Our technology will bring new medicines for diseases of unmet clinical need
We have created a chemoenzymatic technology for macrocycle generation. The technology consists of a set of flexible engineered enzymes which can carry out modification steps on a synthetic linear substrate to generate modified macrocycles.
The biosynthetic enzymes originate from a number of different freshwater and marine symbiotic or free living cyanobacteria (blue-green algae) and are responsible for the production of a family of ribosomally produced and post-translationally modified peptides (RiPPs) called the cyanobactins. Cyanobactins are a large group of macrocycles which show diversity in both ring size and chemistry. The extensive decoration of the ring has many attractive features for drug design (Fig. 1).
These macrocyclic peptides are defined by a C to N terminal peptide bond, the incorporation of heterocycles at different oxidation states (Thiazoline ThH, Oxazoline OxH, Thiazole Thz, Oxazole Oxz) and possible decoration with prenyl groups. Some cyanobactins incorporate inverted stereocentres at the Cα adjacent to ThH/Thz.
We have used our knowledge of the structures and mechanisms of the individual enzymes of a number of cyanobactin biosynthesis pathways to engineer them so that they can be used for fast, cost-effective synthesis of a range of modified macrocycles from exogenously-supplied linear peptide substrates. Our modified heterocyclase (the PatE gene product), has been engineered to be able to process a range of substrates without the need for a long leader peptide (Fig. 2). This provides for increased reaction mass efficiency. The modified enzyme is able to create a number of different rings containing hetero-atoms (Fig. 3).

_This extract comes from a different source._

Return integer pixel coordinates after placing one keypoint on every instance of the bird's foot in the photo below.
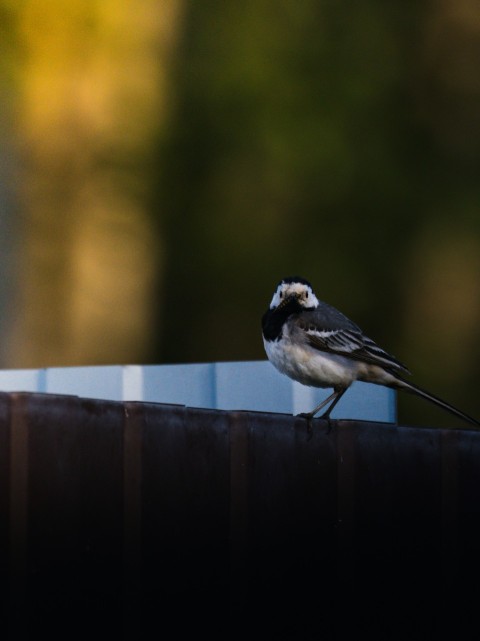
(307, 415)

We have broadened the enzymes' substrate specificity, as well as removing the need for a large N-terminal recognition sequence (leader) in the substrate peptide. The substrate can be 6-12 residues in length and may contain L- and/or D-amino acids and residues with non-natural side groups. The engineered enzymes can already be produced at gram scale and work at appreciable rates. The product can be produced at multi-milligram scale with larger scales possible.
Novel and diverse GyrocycleTM macrocyclic peptides can be created by a combination of biotransformation and chemical steps (see Fig. 4).